Jason B. Colditz, Kar-Hai Chu, Chandler R. Larkin, and Brian A. Primack are with the Center for Research on Media, Technology, and Health, University of Pittsburgh School of Medicine, Pittsburgh, PA. Sherry L. Emery is with NORC, University of Chicago, Chicago, IL. A. Everette James is with the Health Policy Institute, University of Pittsburgh Graduate School of Public Health, Pittsburgh. Joel Welling is with the Pittsburgh Supercomputing Center, Pittsburgh.
Am J Public Health. 2018 Aug;108(8):1009-1014. doi: 10.2105/AJPH.2018.304497. Epub 2018 Jun 21.

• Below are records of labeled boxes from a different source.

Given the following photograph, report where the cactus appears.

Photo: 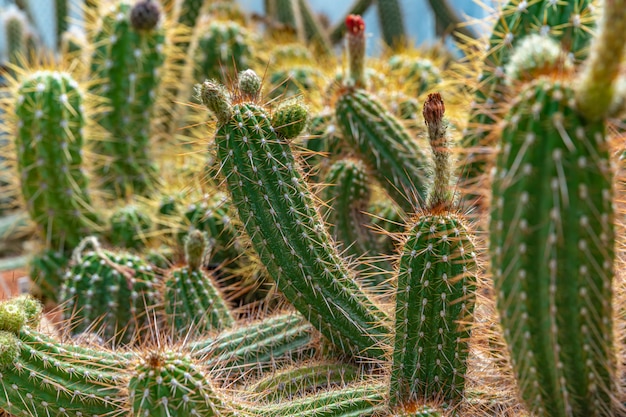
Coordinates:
[322,159,393,284]
[128,348,239,417]
[164,230,235,336]
[91,0,165,197]
[15,71,98,252]
[187,313,319,378]
[390,94,476,405]
[335,16,428,213]
[194,21,253,81]
[0,297,125,417]
[461,0,595,205]
[109,204,152,249]
[199,72,388,357]
[246,362,360,402]
[60,237,158,345]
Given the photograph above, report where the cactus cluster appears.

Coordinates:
[0,0,626,417]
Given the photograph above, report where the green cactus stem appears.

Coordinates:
[489,77,623,417]
[60,237,158,345]
[188,313,319,378]
[91,0,165,197]
[0,298,126,417]
[200,74,389,358]
[15,71,98,251]
[164,230,235,336]
[461,0,596,202]
[390,94,476,405]
[128,348,241,417]
[335,16,429,213]
[246,362,361,403]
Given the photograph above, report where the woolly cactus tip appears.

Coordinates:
[0,331,20,366]
[196,80,232,125]
[504,34,573,81]
[346,15,365,87]
[346,14,365,35]
[272,100,309,139]
[185,230,209,271]
[130,0,161,30]
[238,69,261,101]
[422,93,454,210]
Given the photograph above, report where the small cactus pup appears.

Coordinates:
[15,71,98,252]
[390,93,476,405]
[164,230,235,336]
[0,296,126,417]
[489,0,626,417]
[91,0,165,197]
[335,15,428,213]
[128,348,241,417]
[198,70,390,358]
[61,236,158,345]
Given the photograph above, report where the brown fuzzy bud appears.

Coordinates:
[130,0,161,30]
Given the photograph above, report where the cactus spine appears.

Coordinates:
[390,93,476,405]
[199,71,388,357]
[15,71,97,251]
[91,0,165,197]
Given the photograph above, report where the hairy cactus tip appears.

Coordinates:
[196,80,232,126]
[130,0,161,31]
[237,69,261,101]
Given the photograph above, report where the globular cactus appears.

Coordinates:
[91,0,165,197]
[0,297,126,417]
[15,71,98,252]
[164,230,235,337]
[60,237,158,345]
[193,21,253,82]
[198,70,389,357]
[335,16,429,213]
[489,0,626,406]
[390,94,476,405]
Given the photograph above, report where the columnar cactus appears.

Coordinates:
[390,94,476,405]
[199,70,389,357]
[490,0,626,416]
[60,237,158,345]
[0,297,126,417]
[164,230,235,336]
[335,16,428,213]
[15,71,97,252]
[91,0,165,197]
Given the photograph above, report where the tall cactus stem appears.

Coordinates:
[576,0,626,121]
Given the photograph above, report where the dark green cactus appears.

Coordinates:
[91,0,165,197]
[490,79,616,416]
[15,71,97,251]
[60,238,158,345]
[164,230,235,336]
[199,74,389,357]
[390,94,476,405]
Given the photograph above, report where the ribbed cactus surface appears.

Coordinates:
[490,79,616,416]
[15,71,97,251]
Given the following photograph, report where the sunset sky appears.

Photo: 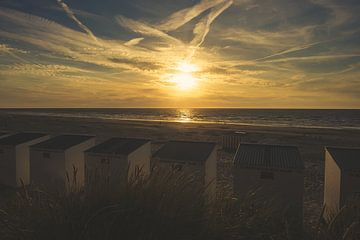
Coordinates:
[0,0,360,108]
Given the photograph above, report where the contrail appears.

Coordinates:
[57,0,99,43]
[159,0,226,32]
[188,0,233,59]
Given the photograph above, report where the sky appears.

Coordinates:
[0,0,360,108]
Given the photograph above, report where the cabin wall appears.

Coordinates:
[234,168,304,209]
[30,148,66,189]
[205,147,217,197]
[128,142,151,179]
[340,170,360,207]
[324,151,342,217]
[65,138,95,190]
[16,136,49,187]
[85,153,128,187]
[0,145,17,187]
[157,159,205,186]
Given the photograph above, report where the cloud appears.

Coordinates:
[116,16,182,44]
[158,0,227,32]
[124,38,144,46]
[57,0,99,43]
[190,0,233,58]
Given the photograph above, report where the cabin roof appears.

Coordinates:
[154,141,216,162]
[86,138,150,155]
[0,132,46,146]
[234,143,304,170]
[326,147,360,170]
[31,135,94,150]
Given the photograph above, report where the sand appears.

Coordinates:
[0,113,360,231]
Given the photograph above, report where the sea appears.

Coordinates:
[0,108,360,130]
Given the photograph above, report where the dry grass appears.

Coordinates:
[0,167,302,240]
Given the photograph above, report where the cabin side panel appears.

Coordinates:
[324,151,341,216]
[0,145,16,187]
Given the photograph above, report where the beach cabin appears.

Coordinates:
[222,131,246,151]
[85,138,151,185]
[233,143,304,214]
[0,132,9,138]
[324,147,360,217]
[30,135,95,191]
[0,133,49,187]
[153,141,217,196]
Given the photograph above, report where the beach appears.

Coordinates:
[0,113,360,232]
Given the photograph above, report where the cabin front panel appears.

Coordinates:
[16,136,49,186]
[234,169,304,206]
[85,153,128,186]
[158,159,205,186]
[30,149,67,189]
[65,138,95,189]
[128,142,151,179]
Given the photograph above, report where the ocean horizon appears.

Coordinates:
[0,108,360,129]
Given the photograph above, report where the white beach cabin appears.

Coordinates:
[0,132,10,138]
[233,143,304,214]
[30,135,95,191]
[0,133,49,187]
[153,141,217,197]
[85,138,151,186]
[324,147,360,217]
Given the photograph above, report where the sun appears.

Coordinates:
[170,61,199,91]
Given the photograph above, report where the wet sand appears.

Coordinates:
[0,113,360,231]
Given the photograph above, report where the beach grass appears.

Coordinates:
[0,170,300,240]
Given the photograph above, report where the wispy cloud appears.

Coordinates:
[57,0,99,43]
[158,0,228,32]
[0,0,360,107]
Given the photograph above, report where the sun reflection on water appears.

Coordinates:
[178,109,192,123]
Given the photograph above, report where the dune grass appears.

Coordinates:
[0,167,306,240]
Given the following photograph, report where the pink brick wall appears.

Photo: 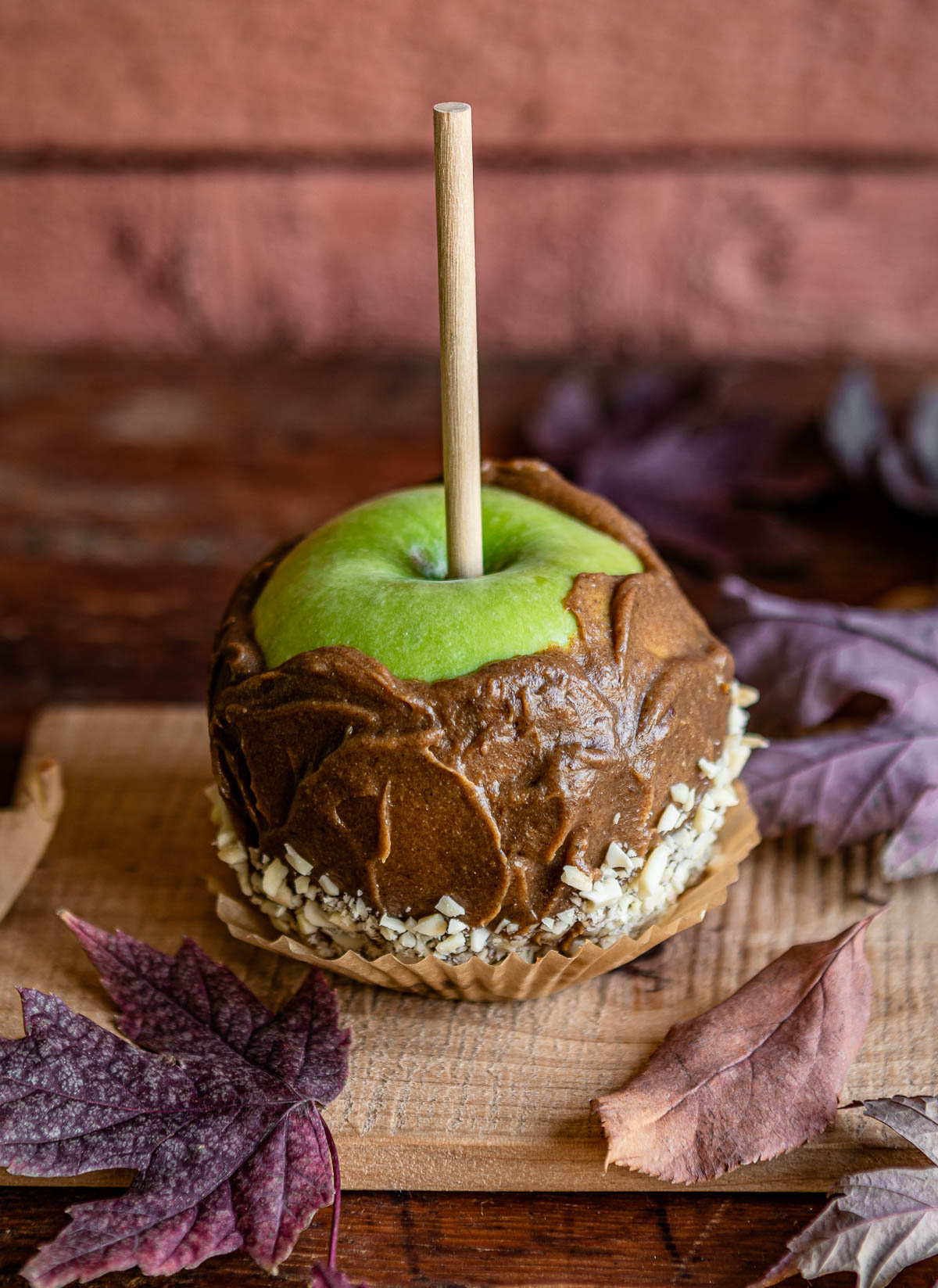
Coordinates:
[0,0,938,356]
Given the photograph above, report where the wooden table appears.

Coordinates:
[0,357,936,1288]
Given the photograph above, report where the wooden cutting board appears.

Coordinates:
[0,706,938,1190]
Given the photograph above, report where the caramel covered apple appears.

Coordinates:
[209,461,754,962]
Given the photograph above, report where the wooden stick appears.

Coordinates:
[434,103,482,577]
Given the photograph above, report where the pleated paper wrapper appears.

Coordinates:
[213,783,759,1002]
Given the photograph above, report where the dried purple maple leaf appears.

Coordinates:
[0,913,349,1288]
[750,1096,938,1288]
[593,913,878,1184]
[711,577,938,880]
[528,368,832,569]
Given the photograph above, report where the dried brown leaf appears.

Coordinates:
[751,1096,938,1288]
[593,913,876,1184]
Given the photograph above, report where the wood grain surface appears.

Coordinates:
[9,706,938,1193]
[0,357,936,1288]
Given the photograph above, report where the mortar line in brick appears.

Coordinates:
[0,145,938,175]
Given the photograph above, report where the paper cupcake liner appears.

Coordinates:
[213,783,759,1002]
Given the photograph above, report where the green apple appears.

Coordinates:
[253,484,642,681]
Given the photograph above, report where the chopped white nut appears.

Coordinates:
[583,878,621,904]
[416,912,446,939]
[657,805,681,834]
[693,805,719,832]
[725,707,749,733]
[261,859,288,899]
[560,863,593,892]
[607,841,632,884]
[703,786,740,809]
[638,845,671,895]
[470,926,492,953]
[378,913,406,935]
[283,841,313,877]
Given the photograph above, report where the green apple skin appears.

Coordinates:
[253,484,642,681]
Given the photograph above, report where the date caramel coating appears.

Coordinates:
[209,460,732,930]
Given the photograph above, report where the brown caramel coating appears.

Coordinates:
[209,461,732,928]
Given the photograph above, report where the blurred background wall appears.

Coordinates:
[0,0,938,357]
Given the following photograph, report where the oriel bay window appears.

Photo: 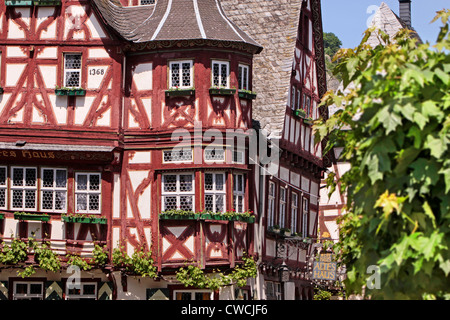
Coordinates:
[205,173,226,212]
[161,173,195,211]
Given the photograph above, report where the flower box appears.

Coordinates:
[62,216,107,224]
[55,88,86,96]
[209,88,236,96]
[159,214,200,220]
[165,89,195,97]
[5,0,33,7]
[33,0,61,7]
[238,91,256,100]
[14,212,50,221]
[294,109,306,118]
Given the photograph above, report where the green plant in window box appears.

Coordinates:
[238,90,256,100]
[294,109,306,118]
[55,86,86,96]
[209,86,236,96]
[165,87,195,97]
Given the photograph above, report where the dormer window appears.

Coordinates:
[169,60,194,89]
[212,61,230,88]
[64,53,81,88]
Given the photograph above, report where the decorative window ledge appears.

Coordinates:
[5,0,33,7]
[14,212,50,222]
[165,88,195,97]
[238,91,256,100]
[209,88,236,96]
[159,210,255,223]
[33,0,61,7]
[5,0,61,7]
[61,216,108,224]
[294,109,306,119]
[55,88,86,96]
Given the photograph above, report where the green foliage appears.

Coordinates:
[0,239,28,264]
[112,242,157,278]
[176,256,257,291]
[315,10,450,299]
[323,32,342,58]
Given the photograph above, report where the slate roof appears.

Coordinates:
[93,0,262,52]
[367,2,422,47]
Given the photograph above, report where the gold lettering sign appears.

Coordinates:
[313,261,336,280]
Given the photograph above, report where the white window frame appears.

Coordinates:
[172,289,214,300]
[139,0,156,6]
[162,147,194,163]
[0,166,8,209]
[13,281,44,300]
[66,282,98,300]
[75,172,102,214]
[211,60,230,89]
[161,172,195,212]
[39,168,68,212]
[231,150,245,164]
[204,172,227,213]
[291,191,299,233]
[169,60,194,89]
[238,64,250,90]
[233,173,246,213]
[267,181,276,227]
[204,146,225,162]
[9,166,38,211]
[302,197,309,238]
[279,186,287,228]
[63,52,83,88]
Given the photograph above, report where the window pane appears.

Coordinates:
[65,71,81,88]
[89,174,100,190]
[83,284,95,295]
[171,63,180,87]
[42,169,53,188]
[164,197,177,210]
[55,191,66,210]
[25,168,36,186]
[216,173,225,191]
[0,168,6,186]
[16,283,28,294]
[77,194,87,210]
[180,174,192,192]
[89,194,100,211]
[180,196,194,210]
[41,191,53,209]
[164,174,177,192]
[30,283,42,294]
[77,174,87,190]
[205,173,213,190]
[25,190,36,209]
[13,168,23,186]
[182,62,192,87]
[56,170,67,188]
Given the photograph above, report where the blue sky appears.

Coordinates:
[322,0,450,48]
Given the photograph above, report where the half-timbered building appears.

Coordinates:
[222,0,330,300]
[0,0,262,299]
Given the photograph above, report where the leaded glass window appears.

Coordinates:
[75,173,102,213]
[161,173,195,211]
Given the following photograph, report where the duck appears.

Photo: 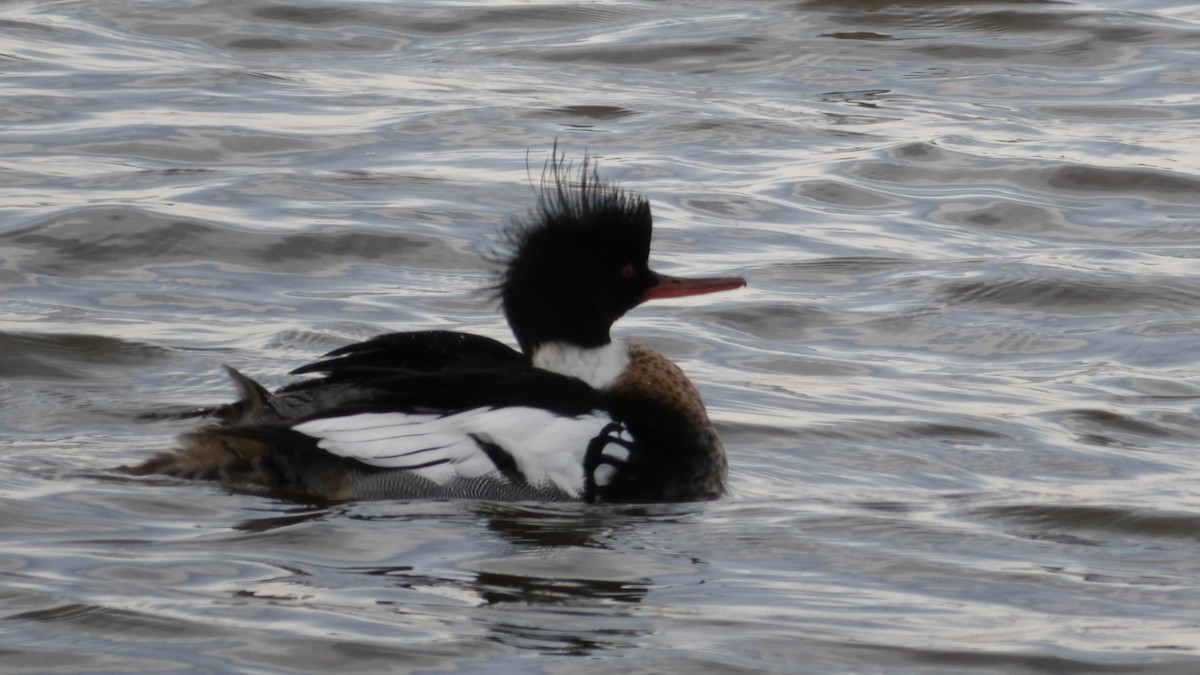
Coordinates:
[121,148,745,503]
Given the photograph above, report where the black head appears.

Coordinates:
[499,151,745,356]
[500,156,658,354]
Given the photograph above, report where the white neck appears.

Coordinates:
[533,340,629,389]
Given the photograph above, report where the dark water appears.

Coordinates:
[0,0,1200,673]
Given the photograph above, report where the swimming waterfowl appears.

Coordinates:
[125,151,745,502]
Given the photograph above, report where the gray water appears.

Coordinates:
[0,0,1200,673]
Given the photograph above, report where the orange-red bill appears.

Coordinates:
[641,273,746,303]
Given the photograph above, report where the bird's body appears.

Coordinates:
[127,152,744,502]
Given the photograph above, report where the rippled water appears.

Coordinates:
[0,0,1200,673]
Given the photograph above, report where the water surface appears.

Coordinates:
[0,0,1200,673]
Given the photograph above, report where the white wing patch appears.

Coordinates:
[293,407,628,496]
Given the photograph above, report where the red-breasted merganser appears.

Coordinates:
[126,156,745,502]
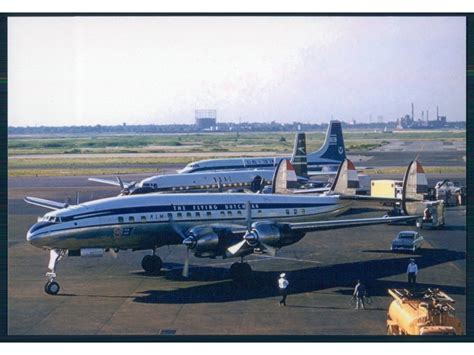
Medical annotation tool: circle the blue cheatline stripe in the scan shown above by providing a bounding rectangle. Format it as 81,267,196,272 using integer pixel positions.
187,161,342,172
35,207,344,238
61,203,336,222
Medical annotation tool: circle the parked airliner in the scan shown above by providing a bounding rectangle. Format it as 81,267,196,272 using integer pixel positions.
25,160,419,294
178,121,346,175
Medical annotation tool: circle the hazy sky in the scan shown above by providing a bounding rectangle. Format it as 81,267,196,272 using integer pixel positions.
8,17,466,126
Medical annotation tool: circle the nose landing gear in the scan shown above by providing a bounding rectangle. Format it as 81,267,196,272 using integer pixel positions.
44,249,67,295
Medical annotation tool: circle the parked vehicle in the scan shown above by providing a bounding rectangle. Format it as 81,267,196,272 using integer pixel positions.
390,231,424,252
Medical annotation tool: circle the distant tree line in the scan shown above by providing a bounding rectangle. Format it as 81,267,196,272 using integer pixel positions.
8,121,466,135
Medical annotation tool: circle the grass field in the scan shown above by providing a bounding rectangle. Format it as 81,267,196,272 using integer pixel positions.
8,131,466,177
8,131,466,155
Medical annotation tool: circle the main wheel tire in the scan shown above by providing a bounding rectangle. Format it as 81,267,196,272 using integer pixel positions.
44,281,60,295
152,255,163,274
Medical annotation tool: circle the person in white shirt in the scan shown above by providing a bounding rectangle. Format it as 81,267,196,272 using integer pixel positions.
278,273,290,306
407,259,418,284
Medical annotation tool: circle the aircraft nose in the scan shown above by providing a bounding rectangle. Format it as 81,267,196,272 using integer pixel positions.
26,222,53,245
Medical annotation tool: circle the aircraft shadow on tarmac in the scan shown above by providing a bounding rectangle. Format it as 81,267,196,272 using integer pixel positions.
134,249,466,304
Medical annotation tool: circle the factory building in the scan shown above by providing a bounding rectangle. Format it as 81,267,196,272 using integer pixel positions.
194,110,217,131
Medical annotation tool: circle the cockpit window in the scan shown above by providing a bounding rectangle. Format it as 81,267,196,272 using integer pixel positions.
42,216,61,223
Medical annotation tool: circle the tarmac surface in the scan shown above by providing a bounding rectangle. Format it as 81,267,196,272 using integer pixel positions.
8,172,466,336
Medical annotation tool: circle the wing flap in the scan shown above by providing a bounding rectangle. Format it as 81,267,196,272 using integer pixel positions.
87,178,120,187
288,216,422,232
23,196,67,210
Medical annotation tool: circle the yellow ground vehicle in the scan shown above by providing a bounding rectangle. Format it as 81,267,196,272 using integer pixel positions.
370,180,403,198
387,289,462,335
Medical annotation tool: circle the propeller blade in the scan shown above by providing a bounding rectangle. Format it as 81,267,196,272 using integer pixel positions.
183,248,189,277
245,201,252,232
169,218,187,240
117,176,125,190
260,243,277,256
227,239,247,255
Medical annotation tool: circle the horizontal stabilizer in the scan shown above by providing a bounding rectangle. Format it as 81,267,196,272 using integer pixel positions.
23,196,68,210
289,216,420,233
87,178,120,187
331,159,359,195
272,159,298,194
308,121,346,162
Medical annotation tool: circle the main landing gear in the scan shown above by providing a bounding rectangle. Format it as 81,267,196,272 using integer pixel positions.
142,249,163,275
44,249,67,295
230,258,252,281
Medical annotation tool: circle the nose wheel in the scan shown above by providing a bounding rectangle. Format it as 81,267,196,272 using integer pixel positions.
44,281,60,295
142,255,163,275
44,249,67,295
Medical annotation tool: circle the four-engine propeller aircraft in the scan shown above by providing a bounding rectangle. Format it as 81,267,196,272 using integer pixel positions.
88,133,312,195
178,121,346,175
25,161,420,294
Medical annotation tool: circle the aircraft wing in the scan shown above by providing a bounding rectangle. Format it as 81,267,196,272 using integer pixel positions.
308,170,337,176
292,187,331,194
87,178,120,187
23,196,67,210
288,215,422,233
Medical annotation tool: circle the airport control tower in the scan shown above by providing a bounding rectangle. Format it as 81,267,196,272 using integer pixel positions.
194,110,217,131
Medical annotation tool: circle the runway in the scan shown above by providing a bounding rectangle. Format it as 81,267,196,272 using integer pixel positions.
8,172,466,336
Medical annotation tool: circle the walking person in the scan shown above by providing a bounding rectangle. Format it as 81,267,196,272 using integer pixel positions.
278,273,290,306
407,258,418,285
352,280,366,309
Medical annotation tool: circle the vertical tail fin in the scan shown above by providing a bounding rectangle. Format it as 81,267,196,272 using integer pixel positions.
272,159,298,194
309,121,346,162
331,159,359,195
402,159,428,215
291,132,308,177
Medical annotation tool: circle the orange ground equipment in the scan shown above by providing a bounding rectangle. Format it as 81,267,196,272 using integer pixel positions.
387,288,463,335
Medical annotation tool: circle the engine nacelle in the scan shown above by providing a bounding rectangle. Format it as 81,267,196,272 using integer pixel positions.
67,248,104,258
252,222,304,248
188,226,219,256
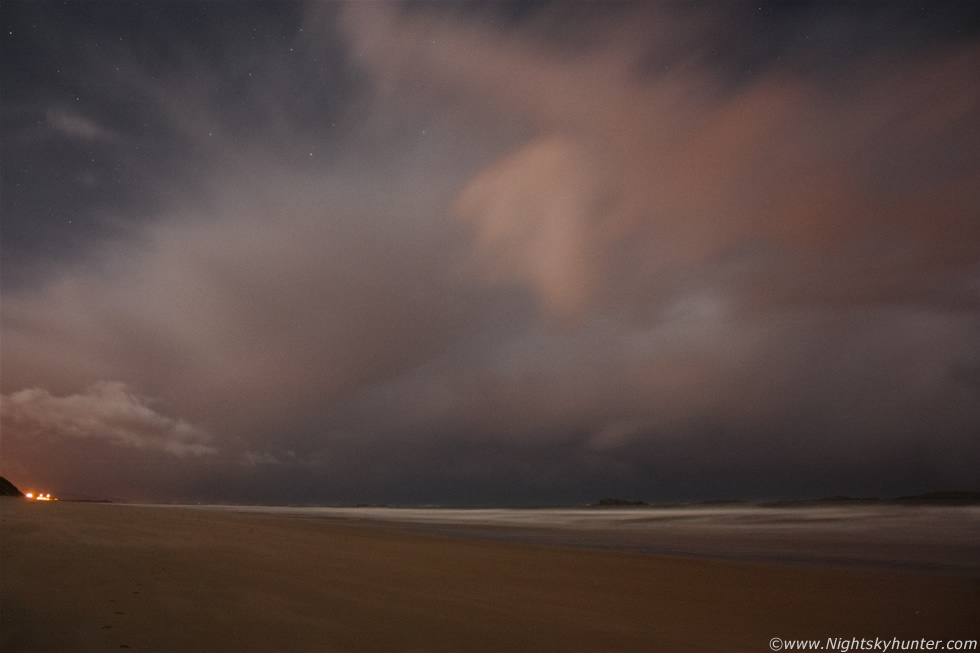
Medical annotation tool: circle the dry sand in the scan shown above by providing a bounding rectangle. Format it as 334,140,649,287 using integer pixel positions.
0,499,980,653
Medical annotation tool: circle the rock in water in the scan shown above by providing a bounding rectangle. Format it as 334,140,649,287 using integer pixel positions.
0,476,24,497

There is growing interest in conducting public health research using data from social media. In particular, Twitter "infoveillance" has demonstrated utility across health contexts. However, rigorous and reproducible methodologies for using Twitter data in public health are not yet well articulated, particularly those related to content analysis, which is a highly popular approach. In 2014, we gathered an interdisciplinary team of health science researchers, computer scientists, and methodologists to begin implementing an open-source framework for real-time infoveillance of Twitter health messages (RITHM). Through this process, we documented common challenges and novel solutions to inform future work in real-time Twitter data collection and subsequent human coding. The RITHM framework allows researchers and practitioners to use well-planned and reproducible processes in retrieving, storing, filtering, subsampling, and formatting data for health topics of interest. Further considerations for human coding of Twitter data include coder selection and training, data representation, codebook development and refinement, and monitoring coding accuracy and productivity. We illustrate methodological considerations through practical examples from formative work related to hookah tobacco smoking, and we reference essential methods literature related to understanding and using Twitter data.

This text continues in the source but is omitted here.